The 11 children were hired by Qvest Sanitation of Guymon, Okla., to work at a pork processing plant in Sioux City, Iowa, operated by Seaboard Triumph Foods, the Labor Department said. The children used corrosive cleaners to wash equipment, including head splitters, jaw pullers, band saws and neck clippers, the department said last week.
Adam Greer, Qvest’s vice president of operations, said in a statement that the company had not been able to confirm the allegations because the Labor Department “has declined to provide us with any names or specific information related to the alleged violations.”
“In spite of this, Qvest has not only fully cooperated with the Department of Labor but is and has been committed to strengthening our onboarding process,” he said.

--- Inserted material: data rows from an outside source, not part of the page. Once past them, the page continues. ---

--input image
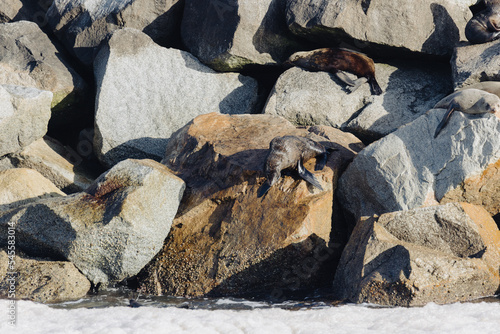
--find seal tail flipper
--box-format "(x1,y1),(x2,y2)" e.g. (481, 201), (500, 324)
(368, 78), (382, 95)
(335, 71), (356, 86)
(257, 180), (271, 198)
(297, 160), (323, 190)
(434, 103), (457, 138)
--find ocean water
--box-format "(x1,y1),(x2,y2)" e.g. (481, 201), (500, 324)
(0, 292), (500, 334)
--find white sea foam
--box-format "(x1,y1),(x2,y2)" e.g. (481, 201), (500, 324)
(0, 300), (500, 334)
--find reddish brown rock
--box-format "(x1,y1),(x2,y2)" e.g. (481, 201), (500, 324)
(334, 203), (500, 306)
(139, 113), (362, 296)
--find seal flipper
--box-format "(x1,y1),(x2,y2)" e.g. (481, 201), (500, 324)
(257, 180), (271, 198)
(434, 103), (458, 138)
(335, 71), (356, 87)
(297, 160), (323, 190)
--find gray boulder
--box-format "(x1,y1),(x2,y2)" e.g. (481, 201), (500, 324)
(0, 160), (185, 284)
(0, 0), (53, 27)
(0, 168), (65, 205)
(338, 109), (500, 220)
(334, 203), (500, 306)
(264, 63), (452, 141)
(450, 41), (500, 88)
(0, 250), (90, 303)
(181, 0), (298, 71)
(94, 28), (259, 166)
(9, 136), (98, 193)
(0, 21), (87, 125)
(47, 0), (183, 67)
(0, 85), (52, 156)
(287, 0), (476, 56)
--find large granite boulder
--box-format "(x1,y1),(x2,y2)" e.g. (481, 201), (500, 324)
(0, 21), (88, 125)
(94, 28), (259, 166)
(47, 0), (183, 67)
(0, 250), (90, 303)
(450, 41), (500, 88)
(287, 0), (476, 56)
(9, 136), (99, 193)
(181, 0), (299, 71)
(0, 168), (66, 205)
(264, 63), (452, 141)
(339, 109), (500, 220)
(334, 203), (500, 306)
(0, 160), (185, 285)
(0, 83), (52, 156)
(139, 113), (363, 298)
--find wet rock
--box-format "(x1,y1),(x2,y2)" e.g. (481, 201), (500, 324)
(139, 113), (363, 297)
(450, 41), (500, 88)
(181, 0), (299, 71)
(339, 109), (500, 220)
(9, 136), (97, 193)
(0, 250), (90, 303)
(0, 21), (88, 126)
(47, 0), (183, 67)
(0, 168), (66, 205)
(334, 203), (500, 306)
(0, 160), (184, 285)
(0, 83), (52, 156)
(94, 28), (258, 166)
(287, 0), (476, 56)
(264, 63), (452, 141)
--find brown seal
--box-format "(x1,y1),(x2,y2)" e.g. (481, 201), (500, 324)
(465, 0), (500, 44)
(284, 48), (382, 95)
(257, 136), (329, 197)
(434, 88), (500, 138)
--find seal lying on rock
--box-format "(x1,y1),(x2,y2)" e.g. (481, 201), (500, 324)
(284, 48), (382, 95)
(457, 81), (500, 97)
(257, 136), (331, 197)
(465, 0), (500, 44)
(434, 88), (500, 138)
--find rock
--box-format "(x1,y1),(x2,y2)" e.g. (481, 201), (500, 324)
(0, 0), (53, 27)
(47, 0), (183, 68)
(264, 63), (452, 141)
(450, 41), (500, 88)
(94, 28), (258, 166)
(138, 113), (363, 296)
(0, 250), (90, 303)
(334, 203), (500, 307)
(9, 136), (96, 193)
(0, 160), (185, 285)
(0, 168), (65, 205)
(0, 83), (52, 157)
(338, 109), (500, 220)
(287, 0), (477, 57)
(0, 21), (88, 126)
(181, 0), (299, 71)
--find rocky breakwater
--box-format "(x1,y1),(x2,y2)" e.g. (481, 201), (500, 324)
(0, 160), (185, 294)
(139, 113), (363, 297)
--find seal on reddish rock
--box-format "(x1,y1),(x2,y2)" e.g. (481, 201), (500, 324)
(434, 88), (500, 138)
(284, 48), (382, 95)
(257, 136), (333, 197)
(465, 0), (500, 44)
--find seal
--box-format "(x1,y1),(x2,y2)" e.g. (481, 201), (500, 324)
(456, 81), (500, 97)
(465, 0), (500, 44)
(284, 48), (382, 95)
(257, 136), (331, 197)
(434, 88), (500, 138)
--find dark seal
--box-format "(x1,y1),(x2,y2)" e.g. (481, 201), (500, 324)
(465, 0), (500, 44)
(284, 48), (382, 95)
(434, 88), (500, 138)
(257, 136), (331, 197)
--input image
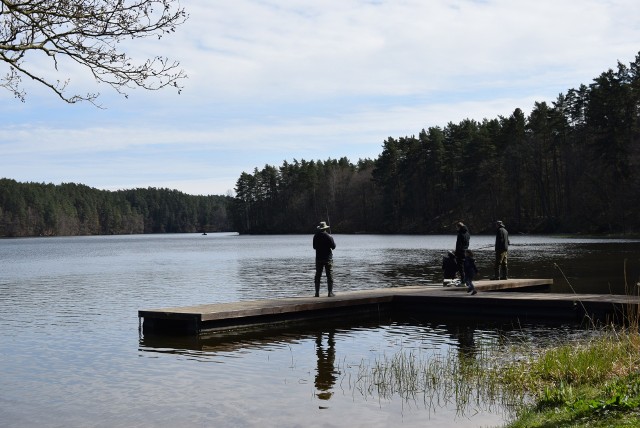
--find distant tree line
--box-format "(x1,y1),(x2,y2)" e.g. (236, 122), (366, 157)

It was the second time this year that a company that had been hired to clean the Seaboard Triumph Foods plant in Sioux City had been the target of enforcement action by the Labor Department.
In May, a Tennessee-based company, Fayette Janitorial Service, was ordered to pay $649,000 in civil penalties after an investigation found that it had hired at least two dozen children as young as 13 to work overnight shifts cleaning equipment at Seaboard’s Sioux City plant and a Perdue Farms plant on the Eastern Shore of Virginia. Nine of those children worked at the Seaboard plant, the Labor Department said.

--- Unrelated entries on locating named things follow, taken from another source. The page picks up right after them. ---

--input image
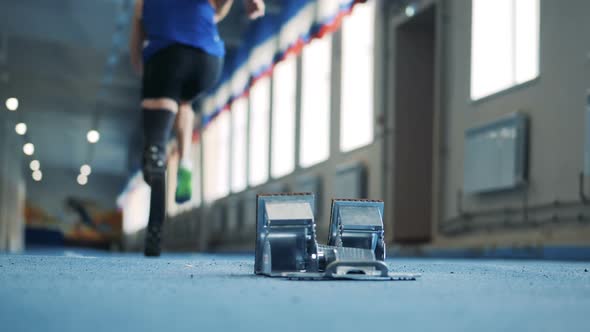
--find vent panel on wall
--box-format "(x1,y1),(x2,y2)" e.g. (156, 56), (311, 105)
(463, 113), (528, 193)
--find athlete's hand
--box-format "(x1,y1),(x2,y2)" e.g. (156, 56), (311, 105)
(244, 0), (266, 20)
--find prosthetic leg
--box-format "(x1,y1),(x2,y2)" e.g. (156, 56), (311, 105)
(143, 110), (175, 257)
(143, 146), (166, 257)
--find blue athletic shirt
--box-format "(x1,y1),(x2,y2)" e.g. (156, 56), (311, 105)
(142, 0), (225, 61)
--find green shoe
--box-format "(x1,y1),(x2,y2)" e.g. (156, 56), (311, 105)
(175, 166), (192, 204)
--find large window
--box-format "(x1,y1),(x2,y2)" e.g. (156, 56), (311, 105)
(340, 1), (375, 152)
(248, 77), (270, 186)
(203, 112), (230, 202)
(271, 56), (297, 178)
(299, 36), (332, 167)
(471, 0), (540, 100)
(231, 97), (248, 192)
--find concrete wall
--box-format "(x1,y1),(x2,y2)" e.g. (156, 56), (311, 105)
(160, 0), (590, 249)
(26, 168), (125, 218)
(0, 116), (25, 252)
(435, 0), (590, 246)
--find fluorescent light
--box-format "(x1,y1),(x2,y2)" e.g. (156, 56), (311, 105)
(86, 130), (100, 144)
(14, 122), (27, 136)
(80, 165), (92, 176)
(23, 143), (35, 156)
(6, 98), (18, 112)
(405, 5), (416, 17)
(33, 170), (43, 182)
(29, 159), (41, 171)
(78, 174), (88, 186)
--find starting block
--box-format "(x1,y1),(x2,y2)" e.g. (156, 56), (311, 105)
(254, 193), (419, 280)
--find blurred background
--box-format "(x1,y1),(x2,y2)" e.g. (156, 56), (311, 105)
(0, 0), (590, 259)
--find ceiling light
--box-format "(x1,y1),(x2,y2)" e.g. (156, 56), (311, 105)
(33, 170), (43, 182)
(29, 159), (41, 171)
(78, 174), (88, 186)
(86, 130), (100, 144)
(14, 122), (27, 136)
(80, 165), (92, 176)
(405, 5), (416, 17)
(6, 98), (18, 112)
(23, 143), (35, 156)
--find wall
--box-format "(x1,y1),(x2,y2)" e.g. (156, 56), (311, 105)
(26, 168), (125, 218)
(146, 0), (590, 250)
(435, 0), (590, 246)
(0, 116), (25, 252)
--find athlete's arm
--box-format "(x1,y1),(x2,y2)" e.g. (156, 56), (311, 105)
(129, 0), (145, 74)
(209, 0), (234, 23)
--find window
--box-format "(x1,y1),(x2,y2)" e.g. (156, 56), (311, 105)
(340, 1), (375, 152)
(203, 112), (230, 202)
(231, 97), (248, 192)
(471, 0), (540, 100)
(299, 36), (332, 167)
(271, 56), (297, 178)
(248, 77), (270, 186)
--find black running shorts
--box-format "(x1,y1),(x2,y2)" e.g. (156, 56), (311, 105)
(142, 44), (223, 102)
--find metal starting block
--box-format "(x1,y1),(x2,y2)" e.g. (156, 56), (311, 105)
(254, 193), (419, 280)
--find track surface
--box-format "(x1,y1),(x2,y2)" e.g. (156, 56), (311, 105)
(0, 251), (590, 332)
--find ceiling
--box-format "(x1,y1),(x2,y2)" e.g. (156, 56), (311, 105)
(0, 0), (272, 182)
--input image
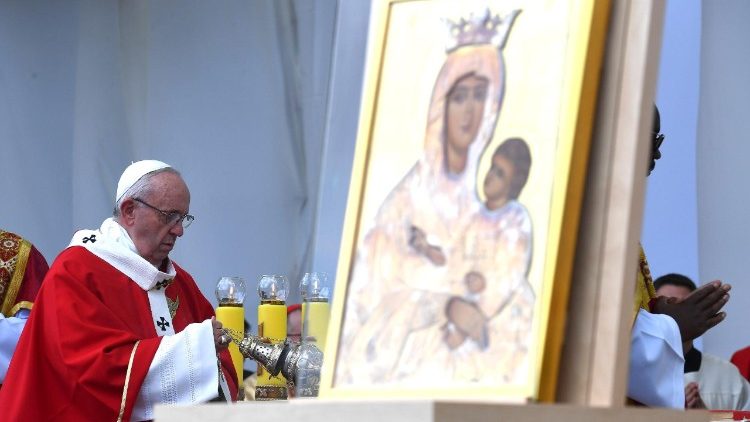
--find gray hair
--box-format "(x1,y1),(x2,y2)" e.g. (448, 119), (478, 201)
(112, 167), (182, 219)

When Fayette Janitorial Service took over the plant’s sanitation contract in September 2023, it “rehired some of the children previously employed by Qvest,” which had held the contract since September 2019, the Labor Department said in its statement.
“These findings illustrate Seaboard Triumph Foods’ history of children working illegally in their Sioux City facility since at least September 2019,” Michael Lazzeri, the Midwest regional administrator for the Labor Department’s wage and hour division, said in the department’s statement. “Despite changing sanitation contractors, children continued to work in dangerous occupations at this facility.”

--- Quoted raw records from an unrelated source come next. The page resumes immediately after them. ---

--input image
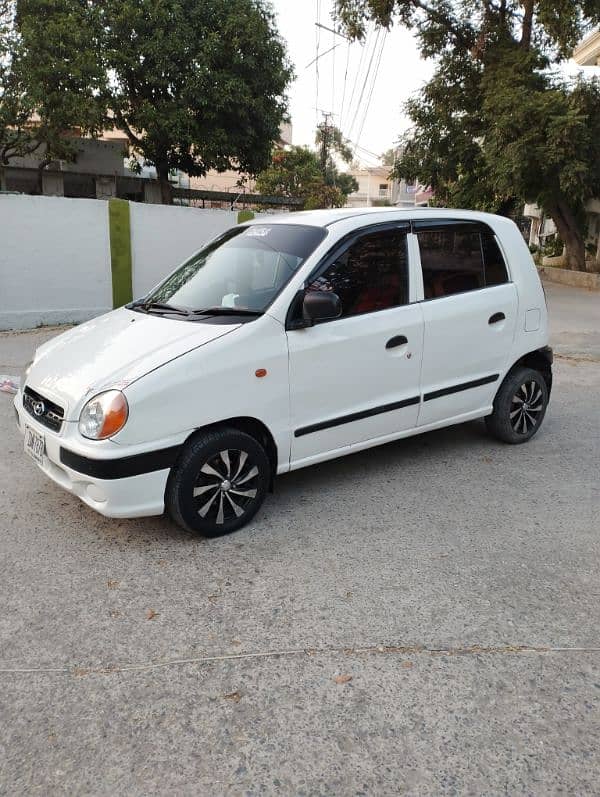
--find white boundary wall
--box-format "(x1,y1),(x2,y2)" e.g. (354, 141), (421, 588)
(129, 202), (237, 296)
(0, 194), (237, 330)
(0, 195), (112, 329)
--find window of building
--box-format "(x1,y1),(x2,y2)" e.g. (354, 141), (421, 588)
(307, 229), (408, 317)
(417, 223), (508, 299)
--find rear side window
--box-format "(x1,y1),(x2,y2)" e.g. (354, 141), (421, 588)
(416, 223), (508, 299)
(307, 229), (408, 317)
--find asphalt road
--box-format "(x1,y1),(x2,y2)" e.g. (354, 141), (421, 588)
(0, 286), (600, 795)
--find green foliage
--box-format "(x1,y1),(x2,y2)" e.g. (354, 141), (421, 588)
(256, 146), (358, 210)
(99, 0), (291, 201)
(0, 0), (106, 176)
(336, 0), (600, 269)
(0, 0), (292, 202)
(0, 0), (38, 168)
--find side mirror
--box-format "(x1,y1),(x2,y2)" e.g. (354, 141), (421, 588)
(302, 291), (342, 326)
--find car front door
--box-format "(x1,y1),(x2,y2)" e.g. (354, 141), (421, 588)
(413, 220), (517, 426)
(287, 224), (423, 468)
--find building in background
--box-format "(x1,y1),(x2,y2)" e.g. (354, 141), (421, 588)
(573, 30), (600, 66)
(346, 166), (433, 208)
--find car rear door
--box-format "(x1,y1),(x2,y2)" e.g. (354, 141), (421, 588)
(413, 219), (518, 426)
(287, 224), (423, 467)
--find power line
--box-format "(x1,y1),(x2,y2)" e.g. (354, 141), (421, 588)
(356, 31), (387, 156)
(315, 0), (321, 127)
(348, 29), (381, 141)
(340, 24), (371, 131)
(315, 22), (350, 41)
(339, 42), (350, 125)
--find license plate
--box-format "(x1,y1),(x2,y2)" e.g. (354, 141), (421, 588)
(25, 426), (46, 465)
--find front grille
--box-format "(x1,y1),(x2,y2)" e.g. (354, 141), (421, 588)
(23, 387), (65, 432)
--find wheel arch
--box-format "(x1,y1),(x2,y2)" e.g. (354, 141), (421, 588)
(507, 346), (554, 396)
(182, 415), (279, 490)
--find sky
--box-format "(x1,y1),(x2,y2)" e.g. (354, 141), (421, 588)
(271, 0), (600, 166)
(271, 0), (433, 166)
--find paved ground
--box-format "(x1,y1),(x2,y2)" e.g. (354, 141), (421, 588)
(0, 286), (600, 795)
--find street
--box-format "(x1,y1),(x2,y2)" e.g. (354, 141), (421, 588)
(0, 285), (600, 796)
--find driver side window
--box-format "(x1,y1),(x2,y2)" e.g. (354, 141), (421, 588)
(307, 229), (408, 318)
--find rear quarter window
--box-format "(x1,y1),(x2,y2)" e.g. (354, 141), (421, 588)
(415, 221), (508, 299)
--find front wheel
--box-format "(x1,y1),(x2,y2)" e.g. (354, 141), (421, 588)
(485, 367), (548, 444)
(165, 429), (271, 537)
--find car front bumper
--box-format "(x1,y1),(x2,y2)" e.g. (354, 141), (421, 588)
(14, 391), (178, 518)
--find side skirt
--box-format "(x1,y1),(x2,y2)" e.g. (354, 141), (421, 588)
(289, 405), (493, 470)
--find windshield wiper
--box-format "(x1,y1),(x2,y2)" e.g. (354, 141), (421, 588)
(127, 301), (190, 316)
(191, 307), (263, 316)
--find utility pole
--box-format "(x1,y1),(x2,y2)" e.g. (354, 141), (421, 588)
(319, 111), (333, 177)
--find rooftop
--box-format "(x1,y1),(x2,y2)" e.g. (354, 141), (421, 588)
(573, 30), (600, 66)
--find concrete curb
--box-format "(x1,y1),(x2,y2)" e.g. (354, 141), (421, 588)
(537, 266), (600, 291)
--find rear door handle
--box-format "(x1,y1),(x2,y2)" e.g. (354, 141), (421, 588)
(385, 335), (408, 349)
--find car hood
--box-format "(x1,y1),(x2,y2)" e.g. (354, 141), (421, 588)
(27, 307), (240, 420)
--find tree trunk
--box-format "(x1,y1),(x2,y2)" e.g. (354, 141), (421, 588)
(547, 200), (587, 271)
(521, 0), (535, 50)
(156, 161), (173, 205)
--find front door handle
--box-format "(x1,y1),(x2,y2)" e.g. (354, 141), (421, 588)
(385, 335), (408, 349)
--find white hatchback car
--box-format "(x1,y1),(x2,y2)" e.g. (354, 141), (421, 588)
(15, 208), (552, 536)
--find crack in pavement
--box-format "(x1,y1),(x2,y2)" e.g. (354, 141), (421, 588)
(0, 645), (600, 677)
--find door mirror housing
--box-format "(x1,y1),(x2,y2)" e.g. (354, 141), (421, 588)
(302, 291), (342, 326)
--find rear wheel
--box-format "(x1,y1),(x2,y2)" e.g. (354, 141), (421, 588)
(485, 367), (548, 444)
(165, 429), (271, 537)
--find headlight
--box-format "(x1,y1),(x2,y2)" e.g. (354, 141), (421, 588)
(79, 390), (129, 440)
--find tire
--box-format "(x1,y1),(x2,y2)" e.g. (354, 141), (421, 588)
(165, 428), (271, 537)
(485, 366), (548, 445)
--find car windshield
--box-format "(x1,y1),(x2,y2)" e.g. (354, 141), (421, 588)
(134, 224), (326, 315)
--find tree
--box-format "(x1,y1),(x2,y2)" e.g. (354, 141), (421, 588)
(98, 0), (291, 203)
(13, 0), (107, 192)
(256, 146), (358, 210)
(315, 120), (358, 202)
(337, 0), (600, 270)
(0, 0), (39, 190)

In a statement, Seaboard said that it “did not employ any of the alleged individuals” and that it had no evidence that children ever “accessed the plant.” It added that Qvest had not been at the facility for over a year.
In July, after Fayette Janitorial Service was ordered to pay the civil penalty, Seaboard announced in a blog post that it had “made the strategic decision to establish our own in-house sanitation team.”
In addition to the civil penalty, Qvest was ordered to hire a third-party to adopt policies to prevent the hiring of children, and to establish a process for reporting concerns about the illegal employment of children.
Paul DeCamp, a former head of the Labor Department’s wage and hour division who is now a lawyer for Seaboard, said in a statement that the situation with Qvest “underscores the problems facing employers throughout the country: individuals, including minors, obtaining jobs through their use of fraudulent identification documents.”
Those documents, he said, are “sophisticated enough to fool even the federal government’s E-Verify system,” adding that “businesses are victimized by this fraud.”
Under federal law, minors are barred from working in dangerous jobs that are common in the meat processing industry, where there is a high risk of injury. But that has not stopped thousands of destitute migrant children from coming to the United States from Mexico and Central America to work hazardous jobs, including in meatpacking plants.
The Labor Department said that employers across the country were fined more than $15.1 million for child labor violations in the fiscal year that ended on Sept. 30, an 89 percent increase from the previous year. Those penalties stemmed from 736 investigations that uncovered the violations affecting more than 4,000 children.
“Ultimately and fundamentally, our role and responsibility is to help make sure we’re keeping kids safe,” Jessica Looman, the administrator for the Labor Department’s wage and hour division, said in an interview.